He knew he wasn’t easy to live with. If he were a character in a story, his every line of dialogue would be followed by ‘he said, irritably’.

U

During her pregnancy, she would spend hours looking at the ultrasound photographs of the baby, but all he could see were whorls and swirls like a satellite image of an approaching cyclone.

I

Their daughter woke up every three hours during the night until she was four. She slept in their bed. He slept on the couch. He and his wife were exhausted much of the time. They spent their days arguing in low voices while their daughter played on the floor. They spelt out swear words so she wouldn’t understand them.

‘You manipulative bee eye tee see aitch,’ he said, irritably.

‘Eff you see kay you!’ she said.

When their daughter started school and learnt to spell, they had to stop doing this. Once, though, he found his wife had scrawled ‘Bastard!’ in his notebook. He didn’t cross it out. For the past three years it had remained the only word written there.

P

They used to have a good sex life. He liked to lie with his face between her opened legs, slowly spelling out the alphabet on her clitoris with his tongue. By the time he reached V she would pull him up and inside her. Or they would take turns to read each other Anaïs Nin’s short stories, or excerpts from Victorian erotica, and then they’d make love. Sometimes, she asked him to make up stories with themselves as the main characters, and so he searched his memory for all the Penthouse letters he had read when he was a teenager. The situations were clichéd: cheerleader and football player, college lecturer and student, delivery man and housewife. But she didn’t seem to mind. He would whisper the story in her ear as she touched herself. He felt proud if he could time the climax of the story to his wife’s.

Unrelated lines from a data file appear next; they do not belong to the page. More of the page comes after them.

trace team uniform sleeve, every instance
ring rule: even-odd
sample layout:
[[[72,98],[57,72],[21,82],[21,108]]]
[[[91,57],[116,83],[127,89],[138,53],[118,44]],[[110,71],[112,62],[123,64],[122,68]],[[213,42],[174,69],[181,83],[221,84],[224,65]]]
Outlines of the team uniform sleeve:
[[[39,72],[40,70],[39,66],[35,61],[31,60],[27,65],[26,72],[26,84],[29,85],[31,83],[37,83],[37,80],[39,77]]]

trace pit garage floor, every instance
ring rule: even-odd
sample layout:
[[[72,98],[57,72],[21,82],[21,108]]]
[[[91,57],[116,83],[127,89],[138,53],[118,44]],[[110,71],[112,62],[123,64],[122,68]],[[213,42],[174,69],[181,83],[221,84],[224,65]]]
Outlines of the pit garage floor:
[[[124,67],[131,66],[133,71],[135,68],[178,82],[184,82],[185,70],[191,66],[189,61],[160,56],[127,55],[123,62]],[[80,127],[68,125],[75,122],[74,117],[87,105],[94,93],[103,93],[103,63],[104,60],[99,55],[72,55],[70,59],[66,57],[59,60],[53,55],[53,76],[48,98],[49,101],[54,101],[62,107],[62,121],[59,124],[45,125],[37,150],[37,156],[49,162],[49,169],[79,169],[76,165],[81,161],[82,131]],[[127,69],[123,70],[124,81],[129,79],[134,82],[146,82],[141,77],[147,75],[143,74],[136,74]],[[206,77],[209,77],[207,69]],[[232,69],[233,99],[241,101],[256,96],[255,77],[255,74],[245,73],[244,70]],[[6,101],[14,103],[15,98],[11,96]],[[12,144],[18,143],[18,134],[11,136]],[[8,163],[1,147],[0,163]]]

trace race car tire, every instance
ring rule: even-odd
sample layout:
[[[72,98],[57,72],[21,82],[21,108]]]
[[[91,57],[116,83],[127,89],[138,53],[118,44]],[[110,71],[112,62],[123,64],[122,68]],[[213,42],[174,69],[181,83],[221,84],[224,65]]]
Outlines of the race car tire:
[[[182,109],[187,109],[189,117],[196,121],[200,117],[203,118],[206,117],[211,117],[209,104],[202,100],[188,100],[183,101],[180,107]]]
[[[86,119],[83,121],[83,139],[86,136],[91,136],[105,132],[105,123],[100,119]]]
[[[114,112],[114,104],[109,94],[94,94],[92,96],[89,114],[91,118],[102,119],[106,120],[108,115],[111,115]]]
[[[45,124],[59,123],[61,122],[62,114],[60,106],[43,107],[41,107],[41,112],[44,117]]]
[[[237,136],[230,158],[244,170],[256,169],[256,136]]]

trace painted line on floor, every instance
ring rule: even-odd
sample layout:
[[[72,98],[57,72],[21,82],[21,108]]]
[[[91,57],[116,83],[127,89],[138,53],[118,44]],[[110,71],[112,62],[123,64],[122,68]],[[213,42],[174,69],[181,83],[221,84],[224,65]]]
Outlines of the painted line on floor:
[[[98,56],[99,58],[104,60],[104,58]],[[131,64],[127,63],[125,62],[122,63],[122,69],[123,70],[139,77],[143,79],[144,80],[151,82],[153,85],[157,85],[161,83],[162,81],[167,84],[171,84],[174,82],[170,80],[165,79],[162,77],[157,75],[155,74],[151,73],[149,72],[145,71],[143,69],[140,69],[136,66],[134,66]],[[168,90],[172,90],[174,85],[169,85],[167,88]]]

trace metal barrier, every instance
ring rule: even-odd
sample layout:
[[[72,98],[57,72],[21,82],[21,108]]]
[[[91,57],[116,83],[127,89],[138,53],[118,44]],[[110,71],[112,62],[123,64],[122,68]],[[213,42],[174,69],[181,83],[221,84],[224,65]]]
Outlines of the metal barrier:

A few months into her pregnancy, she asked him again to tell her a story. He started off with a maid cleaning a hotel room, and a man, himself, watching her. But after the man pulled off the maid’s lacy underwear, he couldn’t think of how to go on.

‘What happens next?’ his wife breathed, hand trembling under the sheets. ‘Tell me, quick!’

‘I don’t know,’ he said.

She opened her eyes and looked at him. Then she turned away and switched off the light.

A

Every morning at nine o’clock, he went into the spare room and sat at his desk. Sometimes he would look at the keyboard and say the letters out loud. Sometimes he would look out the window. Sometimes he would look at the walls, which were covered in cheap framed prints of pine forests and mountain lakes and deserts, hung at odd heights and intervals. His wife had put them up to hide the holes he had punched there.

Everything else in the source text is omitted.